Hola- Anyone has taken or planning on taking the Fire Protection PE Exam? I passed the Mechanical Engineering PE Exam and I am planning on taking the Fire Protection Exam in October. Any input will be GREATLY appreciated.


----------



## Desert Engineer (Jan 25, 2009)

Just out of curiosity. What is the motivation for getting the Fire Protection PE, since you have the Mechanical PE. The guy that is in charge of fire protection for my local fire department is a Mechanical PE. Is there a difference practice area?


----------



## Capt Worley PE (Jan 26, 2009)

To work on federal fire protection plans, you have to be a fire protection engineer. That's the only benefit I've seen.


----------



## cocoloco (Jan 27, 2009)

As Capt Worley said- you need to have a Fire Preotection PE to be able to bid or work on designs for Federal jobs. Given that there is only one Fire Protection Engineering firm in my city and no Fire Protection PE's in the firm I work for, it seems there is a great potential for future earnings...even after retiring, it would be easier to tackle a fire protection job than a Big ol' HVAC job. That is my motivation.


----------



## Capt Worley PE (Jan 27, 2009)

You going after the sprinklers, or something else?


----------



## PYRO (Mar 5, 2009)

I too want to take the FPE in the very near future. Does anyone have any links for study materials for this exam. Or any advice or if you have any reference materials to sell let me know. Thanks.


----------



## Capt Worley PE (Mar 5, 2009)

Study material is pretty much non existant. The SFPE study guide, at least the version I had was just rotten with errors. i gave up and went mechie.

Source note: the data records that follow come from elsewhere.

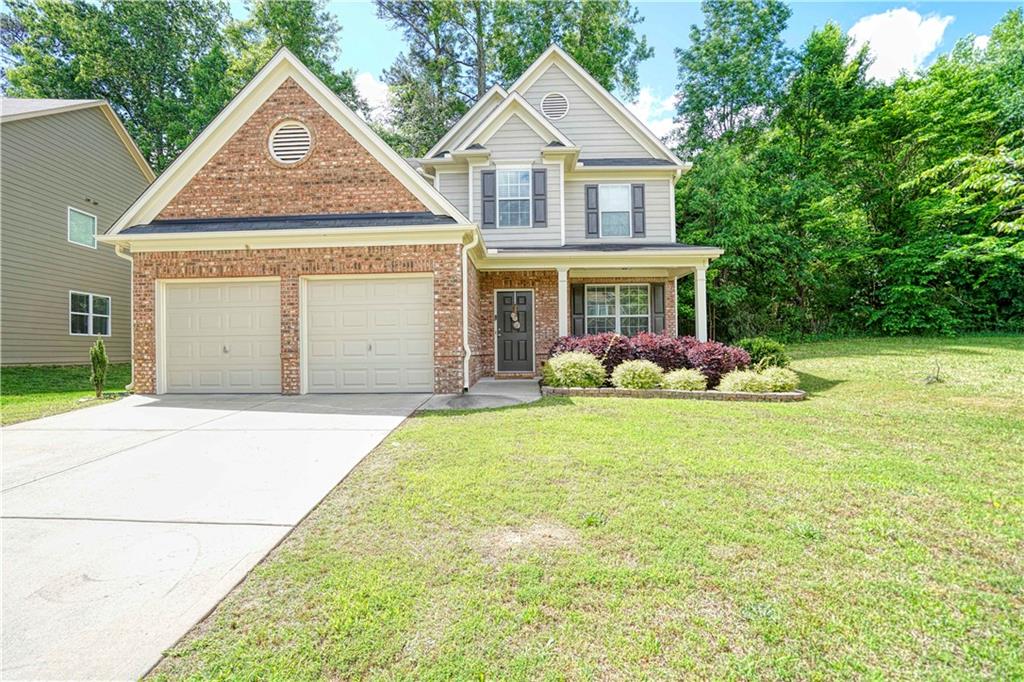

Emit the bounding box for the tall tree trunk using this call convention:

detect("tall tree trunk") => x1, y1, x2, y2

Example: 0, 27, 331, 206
474, 1, 485, 100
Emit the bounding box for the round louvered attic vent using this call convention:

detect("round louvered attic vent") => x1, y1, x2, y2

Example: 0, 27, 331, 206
268, 121, 311, 165
541, 92, 569, 120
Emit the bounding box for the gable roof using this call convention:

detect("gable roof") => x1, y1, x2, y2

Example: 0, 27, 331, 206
510, 45, 683, 165
425, 85, 507, 159
108, 48, 469, 235
457, 92, 574, 151
1, 98, 155, 181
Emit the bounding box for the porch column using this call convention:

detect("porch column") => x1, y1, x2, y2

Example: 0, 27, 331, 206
557, 266, 569, 337
694, 265, 708, 342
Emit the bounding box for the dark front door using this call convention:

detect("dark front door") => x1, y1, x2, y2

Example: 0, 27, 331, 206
496, 290, 533, 373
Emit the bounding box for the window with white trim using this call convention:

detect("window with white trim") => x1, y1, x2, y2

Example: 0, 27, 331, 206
585, 284, 650, 335
68, 207, 97, 248
598, 184, 631, 237
69, 292, 111, 336
497, 169, 531, 227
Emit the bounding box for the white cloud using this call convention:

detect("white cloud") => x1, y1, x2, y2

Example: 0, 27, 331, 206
848, 8, 954, 83
627, 87, 677, 140
354, 71, 391, 123
973, 35, 990, 51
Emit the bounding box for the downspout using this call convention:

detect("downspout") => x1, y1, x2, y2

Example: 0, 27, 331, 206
461, 229, 480, 392
113, 244, 134, 391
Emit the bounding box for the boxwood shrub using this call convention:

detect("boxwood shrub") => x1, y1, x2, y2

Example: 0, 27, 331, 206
736, 336, 791, 368
542, 351, 606, 388
663, 368, 708, 391
611, 359, 664, 389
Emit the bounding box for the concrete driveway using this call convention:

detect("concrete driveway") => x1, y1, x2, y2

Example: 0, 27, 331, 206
1, 392, 427, 681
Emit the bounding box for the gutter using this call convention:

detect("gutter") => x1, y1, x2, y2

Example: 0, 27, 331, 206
461, 229, 480, 391
112, 244, 135, 391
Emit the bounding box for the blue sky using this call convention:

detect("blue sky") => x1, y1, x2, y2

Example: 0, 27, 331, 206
233, 1, 1019, 133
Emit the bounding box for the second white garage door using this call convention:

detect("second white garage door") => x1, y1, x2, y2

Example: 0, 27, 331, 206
305, 277, 434, 393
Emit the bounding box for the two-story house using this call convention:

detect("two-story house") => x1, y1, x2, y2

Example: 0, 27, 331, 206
100, 46, 721, 395
1, 99, 155, 365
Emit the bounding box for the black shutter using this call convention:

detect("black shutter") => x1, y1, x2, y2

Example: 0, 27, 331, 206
481, 170, 496, 229
631, 183, 646, 237
585, 184, 599, 238
532, 169, 547, 228
571, 283, 586, 335
650, 282, 666, 333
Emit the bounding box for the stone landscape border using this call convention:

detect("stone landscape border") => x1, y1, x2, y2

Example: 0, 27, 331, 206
541, 386, 807, 402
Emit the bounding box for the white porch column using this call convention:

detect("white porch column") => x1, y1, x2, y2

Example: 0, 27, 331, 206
694, 265, 708, 342
557, 267, 569, 337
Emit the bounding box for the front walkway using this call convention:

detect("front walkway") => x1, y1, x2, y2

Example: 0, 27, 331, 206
0, 393, 427, 681
422, 378, 542, 410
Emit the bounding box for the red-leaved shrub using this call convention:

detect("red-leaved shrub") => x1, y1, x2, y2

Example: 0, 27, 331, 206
549, 333, 635, 376
630, 332, 688, 371
680, 337, 751, 387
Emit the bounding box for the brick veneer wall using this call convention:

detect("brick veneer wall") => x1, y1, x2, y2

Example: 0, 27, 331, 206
158, 78, 428, 220
131, 244, 464, 394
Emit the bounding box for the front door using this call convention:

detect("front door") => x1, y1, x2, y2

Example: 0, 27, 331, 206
496, 290, 533, 373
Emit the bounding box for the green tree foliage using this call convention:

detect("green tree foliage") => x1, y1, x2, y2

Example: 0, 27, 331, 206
677, 8, 1024, 339
2, 0, 360, 171
3, 0, 227, 171
674, 0, 793, 155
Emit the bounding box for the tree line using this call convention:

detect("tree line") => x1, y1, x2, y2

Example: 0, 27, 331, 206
3, 0, 1020, 339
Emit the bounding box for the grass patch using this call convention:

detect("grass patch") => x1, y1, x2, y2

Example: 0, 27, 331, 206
150, 336, 1024, 679
0, 363, 131, 425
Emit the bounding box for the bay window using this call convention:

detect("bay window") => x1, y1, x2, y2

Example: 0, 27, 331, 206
585, 284, 650, 335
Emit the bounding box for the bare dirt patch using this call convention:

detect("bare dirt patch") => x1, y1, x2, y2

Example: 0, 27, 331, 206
477, 521, 579, 563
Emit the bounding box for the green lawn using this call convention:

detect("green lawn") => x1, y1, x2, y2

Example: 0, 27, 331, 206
152, 337, 1023, 680
0, 363, 132, 425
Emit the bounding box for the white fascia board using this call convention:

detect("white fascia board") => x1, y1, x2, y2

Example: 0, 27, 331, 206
109, 48, 469, 235
460, 93, 574, 150
99, 223, 480, 253
472, 247, 723, 271
425, 85, 508, 159
509, 45, 685, 166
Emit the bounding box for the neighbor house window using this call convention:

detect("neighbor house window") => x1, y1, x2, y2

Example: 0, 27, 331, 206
68, 207, 97, 248
497, 169, 531, 227
69, 291, 111, 336
599, 184, 631, 237
585, 284, 650, 336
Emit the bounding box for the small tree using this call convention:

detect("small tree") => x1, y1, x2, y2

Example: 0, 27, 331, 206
90, 339, 108, 398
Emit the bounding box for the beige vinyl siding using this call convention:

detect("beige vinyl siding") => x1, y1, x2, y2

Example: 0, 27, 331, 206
437, 170, 468, 216
444, 96, 503, 153
484, 114, 549, 161
521, 64, 652, 160
564, 178, 675, 244
1, 107, 150, 365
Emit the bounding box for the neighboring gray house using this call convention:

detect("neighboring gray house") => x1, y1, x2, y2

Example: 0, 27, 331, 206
1, 99, 154, 365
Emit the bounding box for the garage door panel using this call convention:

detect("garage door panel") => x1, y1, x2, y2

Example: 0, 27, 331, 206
164, 281, 281, 393
305, 278, 433, 393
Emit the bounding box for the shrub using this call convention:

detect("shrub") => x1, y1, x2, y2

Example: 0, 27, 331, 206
549, 333, 635, 376
89, 339, 108, 398
761, 366, 800, 391
682, 338, 751, 388
663, 368, 708, 391
736, 336, 791, 368
631, 332, 688, 371
542, 351, 606, 388
717, 369, 773, 393
611, 359, 664, 389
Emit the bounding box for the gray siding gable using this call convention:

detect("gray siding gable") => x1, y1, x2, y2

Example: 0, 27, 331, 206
1, 106, 150, 364
520, 64, 652, 160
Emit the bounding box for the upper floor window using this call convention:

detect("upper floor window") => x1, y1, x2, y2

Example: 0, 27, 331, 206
497, 169, 531, 228
69, 291, 111, 336
599, 185, 631, 237
68, 207, 97, 248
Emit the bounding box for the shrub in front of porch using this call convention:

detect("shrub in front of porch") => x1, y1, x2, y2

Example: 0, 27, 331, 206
663, 368, 708, 391
682, 338, 751, 388
542, 351, 607, 388
549, 333, 635, 376
631, 332, 688, 371
718, 366, 800, 393
611, 360, 665, 389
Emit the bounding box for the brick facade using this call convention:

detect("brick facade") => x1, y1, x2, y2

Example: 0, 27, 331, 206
477, 270, 559, 376
158, 78, 427, 220
131, 244, 464, 394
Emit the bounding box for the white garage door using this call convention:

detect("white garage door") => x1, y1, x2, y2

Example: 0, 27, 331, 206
305, 277, 434, 393
163, 280, 281, 393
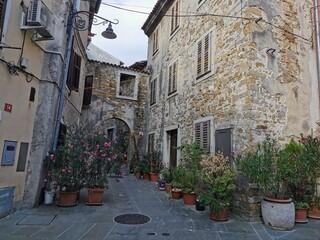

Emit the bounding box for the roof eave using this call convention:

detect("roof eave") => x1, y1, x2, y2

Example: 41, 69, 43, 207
142, 0, 173, 37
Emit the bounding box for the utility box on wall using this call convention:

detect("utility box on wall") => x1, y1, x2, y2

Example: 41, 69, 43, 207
1, 141, 17, 166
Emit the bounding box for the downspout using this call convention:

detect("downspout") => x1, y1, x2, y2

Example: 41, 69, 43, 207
314, 0, 320, 98
52, 0, 78, 150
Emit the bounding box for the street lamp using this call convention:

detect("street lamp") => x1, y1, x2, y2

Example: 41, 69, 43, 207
72, 10, 119, 39
52, 3, 119, 151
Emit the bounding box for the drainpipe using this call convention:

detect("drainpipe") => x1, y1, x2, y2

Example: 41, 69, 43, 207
314, 0, 320, 98
52, 0, 78, 150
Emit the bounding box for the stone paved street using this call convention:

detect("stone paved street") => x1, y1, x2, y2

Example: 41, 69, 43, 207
0, 175, 319, 240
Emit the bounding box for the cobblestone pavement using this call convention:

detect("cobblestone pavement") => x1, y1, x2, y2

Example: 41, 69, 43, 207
0, 175, 319, 240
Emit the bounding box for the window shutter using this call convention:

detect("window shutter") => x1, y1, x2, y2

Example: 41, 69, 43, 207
82, 75, 93, 107
172, 62, 177, 92
168, 65, 172, 94
204, 34, 210, 73
150, 78, 156, 105
171, 7, 174, 33
175, 1, 179, 29
197, 41, 202, 77
73, 52, 81, 91
0, 0, 7, 42
195, 120, 210, 153
67, 49, 75, 90
202, 120, 210, 152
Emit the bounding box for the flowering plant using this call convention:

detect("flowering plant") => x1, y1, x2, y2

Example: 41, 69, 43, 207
51, 144, 85, 192
83, 134, 122, 188
200, 152, 236, 211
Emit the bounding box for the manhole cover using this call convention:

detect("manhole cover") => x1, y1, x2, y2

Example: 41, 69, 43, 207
114, 214, 150, 224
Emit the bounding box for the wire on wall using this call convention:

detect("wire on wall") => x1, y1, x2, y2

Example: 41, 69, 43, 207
0, 58, 82, 114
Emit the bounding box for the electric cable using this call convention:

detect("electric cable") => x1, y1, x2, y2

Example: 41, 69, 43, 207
101, 2, 313, 42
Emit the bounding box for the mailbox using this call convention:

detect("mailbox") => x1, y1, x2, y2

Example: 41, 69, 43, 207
1, 141, 17, 166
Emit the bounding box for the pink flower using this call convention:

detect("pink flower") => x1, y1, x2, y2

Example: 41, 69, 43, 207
44, 179, 47, 183
107, 158, 111, 161
61, 168, 66, 173
50, 154, 54, 160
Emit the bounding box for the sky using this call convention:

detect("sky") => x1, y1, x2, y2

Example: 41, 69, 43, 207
90, 0, 158, 66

The is a class...GE Gapp, I think...that had decent study stuff, but I didn't get too deep into it before deciding not to go that way.


----------



## JoeysVee (Mar 5, 2009)

The fire guys on my federal job have Mechanical PEs but their competence is commensurate with their responsibilities because of their experience with NFPA codes, Fire calcs, etc. I do however think a Fire PE does give someone more credibility. Some fire guys have a Fire Protection Engineering BS also but others have a Mechanical BS. It doesn't really matter except if you want to have your own business as a Fire Protection Engineer you may want the Fire BS and Fire PE just to add credibility but it's not required...at least not in my neck of the woods (Federal/Nuclear)


----------



## jbs_pe (Feb 22, 2010)

You are required to have a FPE on all COE jobs. Has anyone taken the test recently? How was it? What did you study and did it work?


----------